Silverware had been in short supply for so long that it gave rise to the rumour that they were thinking of planting potatoes around the edge of the pitch so at least there would be something to lift at the end of the season.

And when a new goalkeeper arrived from Gateshead Reserves, supporters were soon asking what was the difference between the goalie and a taxi-driver. The answer:the taxi-driver will only let four in.

Norman apparently watched some pre-season training and had to admit that there could be room for improvement. He said that when the players dribbled the ball around cones on the practice ground, the cones won 3-0.

None of which made me feel particularly confident that sponsoring the Wanderers would be a good idea and when Norman persuaded me to go to a meeting for potential sponsors it seemed that most people felt the same.
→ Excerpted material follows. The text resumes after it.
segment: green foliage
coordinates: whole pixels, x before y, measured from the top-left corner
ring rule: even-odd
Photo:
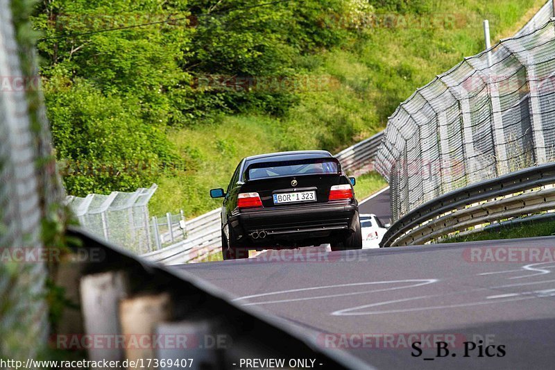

Before the meeting, a chap who ran a fitness studio and who kept going out for a smoke, said he had heard that when the manager was caught speeding and told he would get three points on his licence he replied:”Any chance of giving them to the club? At least it would get us off the bottom of the table.”

Mr Ling, from the Thai takeaway, mentioned that there was a tale going round that when the manager was crossing a supermarket car-park he saw an old lady struggling with a shopping trolley and asked “Can you manage, my dear?” to which she replied:”You got yourself into this mess. Don’t ask me to sort it out.”

The general feeling was that the manager, who had an illustrious history of transforming relatively successful clubs into relegation candidates, was already in line to get the OBE (Out Before Easter) from the Wanderers before you could say Alan Pardew or even Mark Hughes.

In the meantime, there was a rumour that he was planning to give the team diving lessons on the grounds that if there were 20,000 leagues under the sea, the Wanderers might stand a chance of winning one of them.

Old Mr Mortiboys, who runs the secondhand shop, was at the meeting because he has supported the Wanderers since the days when footballers earned £12 a week and ate sausage-and- chips and a dish of bread pudding before the match, washed down with a pint of Tizer.

But even he had become so disillusioned that he took his season ticket to the ground and stuck it on the gate with a drawing-pin, with a note saying anyone was welcome to it.

“Later I had second thoughts and went back to get the ticket,” Mr Mortiboys said.” It was still there, but someone had taken the drawing-pin.”

You may be relieved to know we’ve decided against sponsoring the Wanderers, and Norman has fixed up a meeting with a chap who plans to enter the forthcoming end-of-the pier birdman championships. With a bit of luck, our shop logo should fit nicely on his beak.